As ACM Research takes advantage of the booming demand, this chip equipment powerhouse is rapidly ramping up its own equipment production capacity and capabilities (more offerings) in the region. The company has several new expansion projects for organic growth that will continue to fuel this stock's growth in 2022.

ACMR remains small-cap equity with a market value of around $1.6 billion. However, with the company’s unbelievable ability to drive what appears to be boundless profitable growth (compounded annual growth rate (CAGR) of 50% in the past 3 years), the SEC’s recent spotlight (coupled with the baseless opportunity-driving selloff that followed), and a place in Morgan Stanley's shortlist of 2022 chip picks, it's only a matter of time before the broader market starts taking advantage of the unique value narrative here.

I expect value-seeking investors to lift ACMR out of its small-cap shadow and into the large-cap limelight. The Russia-Ukraine conflict has the world looking to nationalize chip production, which is accelerating government-supported subsidization and investment capital to expand domestic capacities.
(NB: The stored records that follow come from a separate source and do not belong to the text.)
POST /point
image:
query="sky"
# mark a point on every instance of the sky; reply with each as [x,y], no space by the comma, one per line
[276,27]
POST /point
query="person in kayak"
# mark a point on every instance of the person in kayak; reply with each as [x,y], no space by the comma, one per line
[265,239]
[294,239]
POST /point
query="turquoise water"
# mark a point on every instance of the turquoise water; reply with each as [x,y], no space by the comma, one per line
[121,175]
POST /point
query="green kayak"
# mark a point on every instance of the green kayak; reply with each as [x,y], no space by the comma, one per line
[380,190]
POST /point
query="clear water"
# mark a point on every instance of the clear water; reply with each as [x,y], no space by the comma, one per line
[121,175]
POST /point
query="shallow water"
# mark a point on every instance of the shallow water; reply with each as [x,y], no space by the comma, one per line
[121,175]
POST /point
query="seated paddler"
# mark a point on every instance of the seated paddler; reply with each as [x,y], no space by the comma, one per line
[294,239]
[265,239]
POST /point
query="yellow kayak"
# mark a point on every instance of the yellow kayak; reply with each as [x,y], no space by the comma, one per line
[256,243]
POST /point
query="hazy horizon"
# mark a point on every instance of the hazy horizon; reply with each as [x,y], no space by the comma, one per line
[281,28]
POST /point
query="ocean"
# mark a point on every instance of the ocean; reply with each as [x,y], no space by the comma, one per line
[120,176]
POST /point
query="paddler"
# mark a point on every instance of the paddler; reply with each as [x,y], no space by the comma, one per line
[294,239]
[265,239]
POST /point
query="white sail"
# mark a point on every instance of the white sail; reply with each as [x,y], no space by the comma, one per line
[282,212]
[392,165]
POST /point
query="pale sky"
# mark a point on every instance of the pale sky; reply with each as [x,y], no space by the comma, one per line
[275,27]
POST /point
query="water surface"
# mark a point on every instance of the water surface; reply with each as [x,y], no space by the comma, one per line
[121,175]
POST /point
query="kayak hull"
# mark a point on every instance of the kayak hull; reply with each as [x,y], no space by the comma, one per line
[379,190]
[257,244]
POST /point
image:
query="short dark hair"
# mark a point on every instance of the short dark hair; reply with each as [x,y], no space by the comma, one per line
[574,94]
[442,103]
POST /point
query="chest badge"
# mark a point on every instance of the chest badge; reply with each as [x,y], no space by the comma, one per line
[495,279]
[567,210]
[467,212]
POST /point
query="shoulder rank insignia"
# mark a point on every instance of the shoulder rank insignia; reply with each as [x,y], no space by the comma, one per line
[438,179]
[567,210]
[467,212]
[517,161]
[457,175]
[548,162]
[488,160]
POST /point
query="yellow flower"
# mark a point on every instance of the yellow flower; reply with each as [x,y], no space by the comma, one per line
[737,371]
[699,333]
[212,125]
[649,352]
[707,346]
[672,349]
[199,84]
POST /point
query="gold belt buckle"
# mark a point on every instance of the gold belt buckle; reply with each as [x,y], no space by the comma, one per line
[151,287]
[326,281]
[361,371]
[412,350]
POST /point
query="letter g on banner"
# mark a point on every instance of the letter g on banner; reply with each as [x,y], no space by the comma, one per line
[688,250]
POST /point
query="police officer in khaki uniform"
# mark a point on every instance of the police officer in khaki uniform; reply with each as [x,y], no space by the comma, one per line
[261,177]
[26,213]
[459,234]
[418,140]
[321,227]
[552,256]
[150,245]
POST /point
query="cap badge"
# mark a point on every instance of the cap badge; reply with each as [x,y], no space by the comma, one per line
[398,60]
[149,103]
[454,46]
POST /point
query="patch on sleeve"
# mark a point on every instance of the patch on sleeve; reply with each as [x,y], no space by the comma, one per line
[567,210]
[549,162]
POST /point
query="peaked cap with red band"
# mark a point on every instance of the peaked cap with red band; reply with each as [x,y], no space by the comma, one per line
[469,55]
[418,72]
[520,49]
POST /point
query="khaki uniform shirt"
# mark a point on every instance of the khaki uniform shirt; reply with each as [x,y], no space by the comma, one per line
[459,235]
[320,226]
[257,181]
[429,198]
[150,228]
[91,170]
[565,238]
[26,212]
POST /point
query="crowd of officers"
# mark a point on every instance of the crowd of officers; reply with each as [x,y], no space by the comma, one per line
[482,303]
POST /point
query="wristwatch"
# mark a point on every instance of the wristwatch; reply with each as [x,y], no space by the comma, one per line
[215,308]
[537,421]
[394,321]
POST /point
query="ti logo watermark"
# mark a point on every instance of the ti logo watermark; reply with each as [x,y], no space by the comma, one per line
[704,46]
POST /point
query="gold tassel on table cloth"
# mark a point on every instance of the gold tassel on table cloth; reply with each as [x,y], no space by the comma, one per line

ACMR is perfectly positioned to be a significant beneficiary of this semiconductor-production catalyzer not just in China but across the world.

Final Thoughts

ACMR is now trading over -60% off the highs it touched in February of 2022 and egregiously below analysts’ most recent price targets. The SEC’s singled-out threat of delisting had ACMR shareholders jumping ship, but analysts were getting more bullish than ever on the buying opportunity this presented.

ACMR analysts across the board reiterated upside price targets of between $100 and $140 (representing potential returns of 100% to 200% over the next 12 to 18 months) following the SEC’s delisting warning, with these most recent reports showing little to no concern about ACMR actually being pulled from US exchanges. 6 out of 6 analysts are calling ACMR a buy today and I couldn’t agree more.